Durante boa parte dos seus 78 anos, Jacira dos Santos precisou conviver com limitações impostas pela falta de alfabetização. Hoje, a realidade é diferente. Depois de começar a estudar em Ceilândia, ela ganhou independência para realizar atividades que antes eram mais difíceis, como circular sozinha por Brasília.
A mudança veio após décadas em que a escola precisou ficar em segundo plano. Ainda na infância, Jacira assumiu cuidados relacionados à família e não teve a oportunidade de aprender a ler. Na vida adulta, o trabalho e a responsabilidade de criar sete filhas mantiveram os estudos distantes.
Foi somente mais tarde que ela conseguiu ocupar uma carteira escolar. Aos poucos, o aprendizado passou a interferir diretamente na maneira como conduz a própria rotina. O que começou com a alfabetização ganhou um objetivo maior: Jacira pretende continuar a formação e sonha em chegar ao ensino superior.

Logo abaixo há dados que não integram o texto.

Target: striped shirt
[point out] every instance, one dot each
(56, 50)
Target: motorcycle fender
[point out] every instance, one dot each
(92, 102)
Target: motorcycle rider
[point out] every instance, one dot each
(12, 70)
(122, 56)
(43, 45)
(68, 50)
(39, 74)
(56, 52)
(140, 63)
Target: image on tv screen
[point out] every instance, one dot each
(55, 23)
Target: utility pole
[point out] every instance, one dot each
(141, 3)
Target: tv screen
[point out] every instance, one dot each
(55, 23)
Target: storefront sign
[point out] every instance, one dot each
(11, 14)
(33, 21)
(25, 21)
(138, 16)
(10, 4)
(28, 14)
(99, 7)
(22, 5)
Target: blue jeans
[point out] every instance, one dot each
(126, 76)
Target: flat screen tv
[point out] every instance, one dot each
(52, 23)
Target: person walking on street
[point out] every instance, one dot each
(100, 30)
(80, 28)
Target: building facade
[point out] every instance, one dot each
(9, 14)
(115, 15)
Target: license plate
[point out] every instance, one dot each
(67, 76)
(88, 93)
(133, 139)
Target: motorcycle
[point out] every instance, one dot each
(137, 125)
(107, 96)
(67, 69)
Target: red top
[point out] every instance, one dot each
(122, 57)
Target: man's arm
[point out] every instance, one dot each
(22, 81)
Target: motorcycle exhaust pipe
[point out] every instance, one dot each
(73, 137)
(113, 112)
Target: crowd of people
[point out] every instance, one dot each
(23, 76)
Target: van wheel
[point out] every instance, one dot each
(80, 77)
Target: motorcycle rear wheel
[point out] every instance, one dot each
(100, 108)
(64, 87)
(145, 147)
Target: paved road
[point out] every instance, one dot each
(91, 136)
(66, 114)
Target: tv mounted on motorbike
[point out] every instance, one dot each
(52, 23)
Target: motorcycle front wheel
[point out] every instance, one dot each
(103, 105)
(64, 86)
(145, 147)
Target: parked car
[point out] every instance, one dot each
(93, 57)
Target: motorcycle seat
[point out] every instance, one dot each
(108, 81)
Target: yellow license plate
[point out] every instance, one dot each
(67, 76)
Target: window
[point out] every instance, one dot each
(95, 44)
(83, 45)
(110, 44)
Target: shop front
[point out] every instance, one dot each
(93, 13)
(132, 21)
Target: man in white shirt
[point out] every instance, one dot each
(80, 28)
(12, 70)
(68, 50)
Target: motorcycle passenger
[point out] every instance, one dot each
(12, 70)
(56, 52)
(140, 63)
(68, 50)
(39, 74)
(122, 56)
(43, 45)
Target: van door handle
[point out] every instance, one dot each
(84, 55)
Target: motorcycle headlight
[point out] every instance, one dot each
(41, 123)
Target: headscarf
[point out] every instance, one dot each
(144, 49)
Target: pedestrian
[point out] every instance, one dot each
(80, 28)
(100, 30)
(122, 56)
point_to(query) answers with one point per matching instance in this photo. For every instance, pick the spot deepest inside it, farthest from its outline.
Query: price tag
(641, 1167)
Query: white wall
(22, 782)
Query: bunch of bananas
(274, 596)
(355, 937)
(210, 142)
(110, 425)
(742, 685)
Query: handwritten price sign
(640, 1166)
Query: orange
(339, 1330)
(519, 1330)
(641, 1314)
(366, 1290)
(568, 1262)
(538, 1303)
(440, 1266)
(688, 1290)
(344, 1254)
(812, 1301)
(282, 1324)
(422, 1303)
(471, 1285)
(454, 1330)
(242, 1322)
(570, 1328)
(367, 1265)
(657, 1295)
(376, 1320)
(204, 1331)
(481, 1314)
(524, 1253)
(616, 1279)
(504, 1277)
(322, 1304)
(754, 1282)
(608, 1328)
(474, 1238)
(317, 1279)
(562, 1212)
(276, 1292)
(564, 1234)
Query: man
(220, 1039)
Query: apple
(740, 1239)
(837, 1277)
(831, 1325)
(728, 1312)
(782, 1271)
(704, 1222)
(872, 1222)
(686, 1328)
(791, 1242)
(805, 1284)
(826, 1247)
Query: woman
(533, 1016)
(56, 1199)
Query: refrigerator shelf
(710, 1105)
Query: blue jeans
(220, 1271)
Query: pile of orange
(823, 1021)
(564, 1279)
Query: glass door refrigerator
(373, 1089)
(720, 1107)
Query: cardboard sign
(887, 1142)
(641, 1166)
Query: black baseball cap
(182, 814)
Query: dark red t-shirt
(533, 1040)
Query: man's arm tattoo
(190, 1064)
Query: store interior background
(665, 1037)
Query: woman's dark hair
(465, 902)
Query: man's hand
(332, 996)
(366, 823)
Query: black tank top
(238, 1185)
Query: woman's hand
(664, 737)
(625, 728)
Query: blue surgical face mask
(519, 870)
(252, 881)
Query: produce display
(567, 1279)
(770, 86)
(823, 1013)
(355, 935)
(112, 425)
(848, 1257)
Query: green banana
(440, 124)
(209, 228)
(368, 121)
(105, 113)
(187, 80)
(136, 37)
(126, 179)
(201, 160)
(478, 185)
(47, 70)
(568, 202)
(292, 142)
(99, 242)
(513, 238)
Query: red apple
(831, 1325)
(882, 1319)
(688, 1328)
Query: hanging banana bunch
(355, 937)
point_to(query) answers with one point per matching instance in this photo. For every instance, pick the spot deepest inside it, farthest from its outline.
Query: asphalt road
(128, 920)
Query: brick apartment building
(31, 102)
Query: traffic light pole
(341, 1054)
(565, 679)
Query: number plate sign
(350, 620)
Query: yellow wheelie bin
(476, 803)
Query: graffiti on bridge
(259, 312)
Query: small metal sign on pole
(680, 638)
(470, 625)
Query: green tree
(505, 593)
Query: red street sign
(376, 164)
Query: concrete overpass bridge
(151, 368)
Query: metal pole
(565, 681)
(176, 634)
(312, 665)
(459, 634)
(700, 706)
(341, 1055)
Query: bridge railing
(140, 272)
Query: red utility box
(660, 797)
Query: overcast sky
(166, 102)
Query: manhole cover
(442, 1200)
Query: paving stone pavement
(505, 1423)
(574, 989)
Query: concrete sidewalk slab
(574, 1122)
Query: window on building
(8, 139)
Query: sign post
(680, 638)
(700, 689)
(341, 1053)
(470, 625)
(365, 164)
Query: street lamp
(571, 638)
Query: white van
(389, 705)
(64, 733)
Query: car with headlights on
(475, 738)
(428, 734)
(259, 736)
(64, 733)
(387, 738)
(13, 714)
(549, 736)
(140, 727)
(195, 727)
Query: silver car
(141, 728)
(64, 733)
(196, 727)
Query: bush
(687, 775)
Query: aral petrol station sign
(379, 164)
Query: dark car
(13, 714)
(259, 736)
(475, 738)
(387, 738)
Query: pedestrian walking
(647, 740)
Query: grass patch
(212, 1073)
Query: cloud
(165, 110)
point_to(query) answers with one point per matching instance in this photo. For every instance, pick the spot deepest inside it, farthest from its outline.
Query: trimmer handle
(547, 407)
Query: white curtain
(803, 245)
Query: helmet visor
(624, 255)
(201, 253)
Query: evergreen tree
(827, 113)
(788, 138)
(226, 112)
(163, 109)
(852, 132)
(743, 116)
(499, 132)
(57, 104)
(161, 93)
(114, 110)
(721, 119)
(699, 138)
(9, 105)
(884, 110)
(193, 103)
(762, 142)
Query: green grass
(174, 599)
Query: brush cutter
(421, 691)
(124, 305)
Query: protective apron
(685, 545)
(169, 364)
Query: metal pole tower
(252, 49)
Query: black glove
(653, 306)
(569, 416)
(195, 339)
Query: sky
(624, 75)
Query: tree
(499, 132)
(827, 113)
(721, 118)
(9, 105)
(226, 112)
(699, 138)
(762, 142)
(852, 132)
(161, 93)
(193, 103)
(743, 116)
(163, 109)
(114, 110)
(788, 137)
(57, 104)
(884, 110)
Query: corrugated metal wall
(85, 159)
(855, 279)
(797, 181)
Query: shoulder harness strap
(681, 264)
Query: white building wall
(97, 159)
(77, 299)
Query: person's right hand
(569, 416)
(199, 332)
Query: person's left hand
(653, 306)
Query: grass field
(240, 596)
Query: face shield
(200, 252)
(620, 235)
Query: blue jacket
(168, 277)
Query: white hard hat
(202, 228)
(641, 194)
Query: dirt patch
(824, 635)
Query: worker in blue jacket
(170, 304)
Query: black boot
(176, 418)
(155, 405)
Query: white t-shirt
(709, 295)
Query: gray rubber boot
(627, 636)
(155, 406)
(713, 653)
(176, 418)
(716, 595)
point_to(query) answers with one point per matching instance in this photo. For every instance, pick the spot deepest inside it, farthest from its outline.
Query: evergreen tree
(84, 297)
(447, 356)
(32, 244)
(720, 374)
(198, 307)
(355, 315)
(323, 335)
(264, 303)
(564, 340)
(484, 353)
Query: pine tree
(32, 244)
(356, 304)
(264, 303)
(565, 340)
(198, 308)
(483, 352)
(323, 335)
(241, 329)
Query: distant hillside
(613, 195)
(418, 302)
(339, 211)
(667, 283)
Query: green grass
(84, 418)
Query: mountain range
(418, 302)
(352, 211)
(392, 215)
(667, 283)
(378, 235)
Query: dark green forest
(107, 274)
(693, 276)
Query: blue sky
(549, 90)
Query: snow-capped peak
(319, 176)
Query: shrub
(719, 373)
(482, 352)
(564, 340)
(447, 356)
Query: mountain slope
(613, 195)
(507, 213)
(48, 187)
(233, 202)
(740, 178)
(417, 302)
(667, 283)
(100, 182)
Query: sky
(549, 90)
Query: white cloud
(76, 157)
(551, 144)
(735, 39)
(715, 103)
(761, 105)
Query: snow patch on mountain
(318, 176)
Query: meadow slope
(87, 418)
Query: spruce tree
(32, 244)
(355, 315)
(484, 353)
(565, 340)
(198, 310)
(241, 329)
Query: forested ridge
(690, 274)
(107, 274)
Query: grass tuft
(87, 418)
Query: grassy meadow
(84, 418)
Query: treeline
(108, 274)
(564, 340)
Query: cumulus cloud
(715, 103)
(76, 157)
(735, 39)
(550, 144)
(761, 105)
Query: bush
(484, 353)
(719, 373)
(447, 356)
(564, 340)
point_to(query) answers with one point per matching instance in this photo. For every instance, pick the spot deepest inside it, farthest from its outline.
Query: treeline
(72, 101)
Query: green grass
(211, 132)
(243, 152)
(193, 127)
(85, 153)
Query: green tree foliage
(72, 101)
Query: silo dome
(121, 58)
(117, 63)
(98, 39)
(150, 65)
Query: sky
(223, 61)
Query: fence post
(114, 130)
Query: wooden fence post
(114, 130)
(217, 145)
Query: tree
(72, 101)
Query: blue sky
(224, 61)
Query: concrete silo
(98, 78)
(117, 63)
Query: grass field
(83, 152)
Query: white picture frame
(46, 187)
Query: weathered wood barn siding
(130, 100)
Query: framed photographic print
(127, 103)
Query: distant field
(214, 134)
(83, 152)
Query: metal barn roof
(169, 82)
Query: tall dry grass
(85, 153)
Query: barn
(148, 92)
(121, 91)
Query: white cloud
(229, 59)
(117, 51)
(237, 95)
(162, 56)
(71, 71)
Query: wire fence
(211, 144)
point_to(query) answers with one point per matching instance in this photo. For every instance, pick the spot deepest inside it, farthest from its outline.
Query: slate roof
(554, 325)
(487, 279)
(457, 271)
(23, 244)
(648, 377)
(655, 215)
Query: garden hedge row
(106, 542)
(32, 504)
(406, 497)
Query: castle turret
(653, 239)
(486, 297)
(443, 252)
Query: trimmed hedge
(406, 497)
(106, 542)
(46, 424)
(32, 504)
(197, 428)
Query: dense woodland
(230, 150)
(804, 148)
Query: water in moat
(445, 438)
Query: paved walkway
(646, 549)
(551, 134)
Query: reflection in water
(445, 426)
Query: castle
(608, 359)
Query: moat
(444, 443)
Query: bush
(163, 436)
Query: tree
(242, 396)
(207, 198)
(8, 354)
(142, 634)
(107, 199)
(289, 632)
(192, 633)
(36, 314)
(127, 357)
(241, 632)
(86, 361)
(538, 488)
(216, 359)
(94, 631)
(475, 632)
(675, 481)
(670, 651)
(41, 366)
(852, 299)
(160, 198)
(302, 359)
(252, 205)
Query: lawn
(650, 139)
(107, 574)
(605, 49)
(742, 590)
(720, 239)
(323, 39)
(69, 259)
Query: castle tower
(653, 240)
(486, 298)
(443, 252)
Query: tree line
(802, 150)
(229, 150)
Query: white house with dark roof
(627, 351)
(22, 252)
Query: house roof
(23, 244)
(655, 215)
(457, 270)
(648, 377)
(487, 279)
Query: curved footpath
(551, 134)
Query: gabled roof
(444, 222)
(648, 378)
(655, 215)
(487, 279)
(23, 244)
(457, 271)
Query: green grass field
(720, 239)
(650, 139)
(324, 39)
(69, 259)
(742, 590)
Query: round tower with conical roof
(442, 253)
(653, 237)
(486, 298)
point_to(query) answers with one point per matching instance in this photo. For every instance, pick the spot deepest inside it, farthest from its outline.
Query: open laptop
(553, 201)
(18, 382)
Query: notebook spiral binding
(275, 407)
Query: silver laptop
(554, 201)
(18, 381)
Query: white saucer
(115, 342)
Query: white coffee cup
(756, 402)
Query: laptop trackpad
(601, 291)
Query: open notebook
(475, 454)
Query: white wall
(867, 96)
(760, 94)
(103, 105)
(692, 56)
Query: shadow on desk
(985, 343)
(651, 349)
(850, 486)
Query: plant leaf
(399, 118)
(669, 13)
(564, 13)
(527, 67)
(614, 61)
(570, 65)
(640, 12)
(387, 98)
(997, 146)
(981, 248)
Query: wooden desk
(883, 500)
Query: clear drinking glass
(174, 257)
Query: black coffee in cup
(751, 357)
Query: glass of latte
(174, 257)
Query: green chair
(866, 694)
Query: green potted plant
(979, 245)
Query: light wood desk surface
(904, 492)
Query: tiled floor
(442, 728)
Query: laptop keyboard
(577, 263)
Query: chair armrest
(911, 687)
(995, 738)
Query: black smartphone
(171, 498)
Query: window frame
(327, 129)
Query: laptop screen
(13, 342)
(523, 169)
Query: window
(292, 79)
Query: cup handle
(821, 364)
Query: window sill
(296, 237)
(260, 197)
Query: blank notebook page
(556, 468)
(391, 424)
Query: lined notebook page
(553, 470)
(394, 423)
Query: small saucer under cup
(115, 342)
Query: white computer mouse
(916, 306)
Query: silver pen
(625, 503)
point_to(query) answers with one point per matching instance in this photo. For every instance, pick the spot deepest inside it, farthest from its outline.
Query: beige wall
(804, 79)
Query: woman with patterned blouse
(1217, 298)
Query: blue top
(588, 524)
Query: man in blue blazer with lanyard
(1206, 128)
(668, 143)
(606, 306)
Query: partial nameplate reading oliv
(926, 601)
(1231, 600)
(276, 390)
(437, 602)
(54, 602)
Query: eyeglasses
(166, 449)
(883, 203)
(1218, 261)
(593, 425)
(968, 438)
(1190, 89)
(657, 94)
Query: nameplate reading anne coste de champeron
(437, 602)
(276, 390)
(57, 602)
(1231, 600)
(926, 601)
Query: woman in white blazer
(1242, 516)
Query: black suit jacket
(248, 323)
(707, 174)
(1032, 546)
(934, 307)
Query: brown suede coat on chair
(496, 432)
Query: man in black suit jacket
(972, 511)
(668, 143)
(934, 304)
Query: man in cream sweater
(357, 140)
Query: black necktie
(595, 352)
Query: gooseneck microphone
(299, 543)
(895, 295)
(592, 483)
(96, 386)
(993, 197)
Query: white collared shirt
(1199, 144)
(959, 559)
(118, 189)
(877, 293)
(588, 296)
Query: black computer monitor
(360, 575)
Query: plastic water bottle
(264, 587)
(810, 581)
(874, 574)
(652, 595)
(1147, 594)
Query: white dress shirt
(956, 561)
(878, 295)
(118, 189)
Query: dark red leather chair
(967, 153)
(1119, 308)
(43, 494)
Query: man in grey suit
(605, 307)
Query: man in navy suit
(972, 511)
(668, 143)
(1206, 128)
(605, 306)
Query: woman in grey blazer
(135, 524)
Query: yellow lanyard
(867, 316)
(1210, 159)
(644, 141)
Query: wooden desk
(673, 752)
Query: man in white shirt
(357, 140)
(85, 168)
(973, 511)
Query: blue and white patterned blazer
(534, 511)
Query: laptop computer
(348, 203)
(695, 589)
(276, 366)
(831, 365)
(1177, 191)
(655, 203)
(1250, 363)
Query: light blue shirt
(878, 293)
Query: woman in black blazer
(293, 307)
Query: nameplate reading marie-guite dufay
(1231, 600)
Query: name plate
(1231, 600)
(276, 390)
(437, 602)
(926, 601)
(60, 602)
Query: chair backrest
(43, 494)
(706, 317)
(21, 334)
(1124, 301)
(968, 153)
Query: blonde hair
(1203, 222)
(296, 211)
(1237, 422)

Ela faz parte de um grupo marcado por histórias semelhantes. No Centro de Cultura e Educação Popular de Ceilândia, onde estuda, mulheres com mais de 50 anos representam a maioria dos alunos não alfabetizados.
O presidente da instituição, Pedro Lacerda, relaciona esse cenário às condições enfrentadas por gerações de mulheres que concentraram responsabilidades dentro de casa. A criação dos filhos e as tarefas domésticas, muitas vezes acumuladas com o trabalho, acabaram reduzindo as possibilidades de acesso e permanência na escola.
A exclusão educacional também teve outras origens. Segundo a professora Patrícia Lourdes, parte dos estudantes atendidos atualmente enfrentou a pobreza, a resistência da própria família aos estudos ou cresceu em áreas rurais onde o acesso à escola era difícil.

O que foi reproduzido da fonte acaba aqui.